Eine zentrale Voraussetzung für die Beurteilung von Prognosemodellen ist es somit, ihre Wirkungsweise nachzuvollziehen und interpretieren zu können. Dies gilt für Entwickler, Anwender und Prüfer gleichermaßen. In diesem Aspekt stehen die fortschrittlicheren maschinellen Lernverfahren in deutlichem Gegensatz zu den traditionellen, einfachen Regressions verfahren. Letztere nämlich sind aufgrund ihrer mathematischen Struktur gut zu verstehen und zu überblicken.

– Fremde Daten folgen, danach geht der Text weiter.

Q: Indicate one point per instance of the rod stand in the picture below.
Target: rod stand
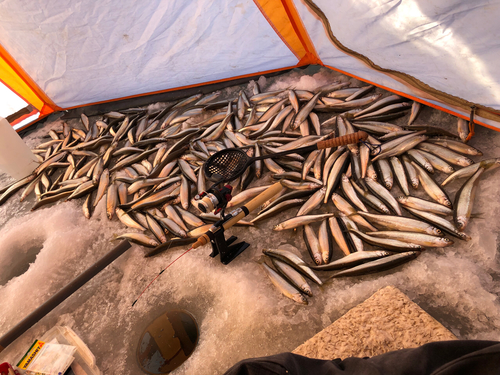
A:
(225, 249)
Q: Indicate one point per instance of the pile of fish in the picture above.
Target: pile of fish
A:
(148, 165)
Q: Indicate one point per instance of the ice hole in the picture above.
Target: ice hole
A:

Anpassungsfähigkeit und Overfitting

Maschinelle Lernverfahren heißen so, weil sie auf Basis von Fakten (Trainingsdaten) Wissen aufbauen (lernen), welches sie dann als Grundlage für Bewertungen oder Entscheidungen heranziehen. Der Wissensaufbau entspricht dabei der Justierung interner Stellschrauben (Parameter). Bei einigen der sogenannten überwachten Lernverfahren (zum Beispiel neuronalen Netzen) erfolgt diese Justierung in mehreren iterativen Schritten, bei denen die Ist-Ergebnisse der Prognosen mit den Soll-Ergebnissen verglichen und entsprechende Justierungen der Parameter angestoßen werden. Grob gesprochen gilt die Regel: Je höher die Anzahl der internen Stellschrauben, desto besser kann sich ein maschinelles Lernverfahren an die Trainingsdaten anpassen, was zunächst die Prognosegüte erhöht. Hierbei kann es jedoch auch über das Ziel hinausschießen, indem es sich an Kriterien in den Daten anpasst, die nur scheinbar zur Erklärung beitragen, sich aber beim Versuch, die gewonnenen Erkenntnisse auf die Bewertung neuer Daten zu übertragen, als irreführend beziehungsweise nicht transferierbar herausstellen. Dieses Phänomen wird als Overfitting bezeichnet und kann sich negativ auf die Prognosegüte des Verfahrens bei neuen, unbekannten Daten auswirken.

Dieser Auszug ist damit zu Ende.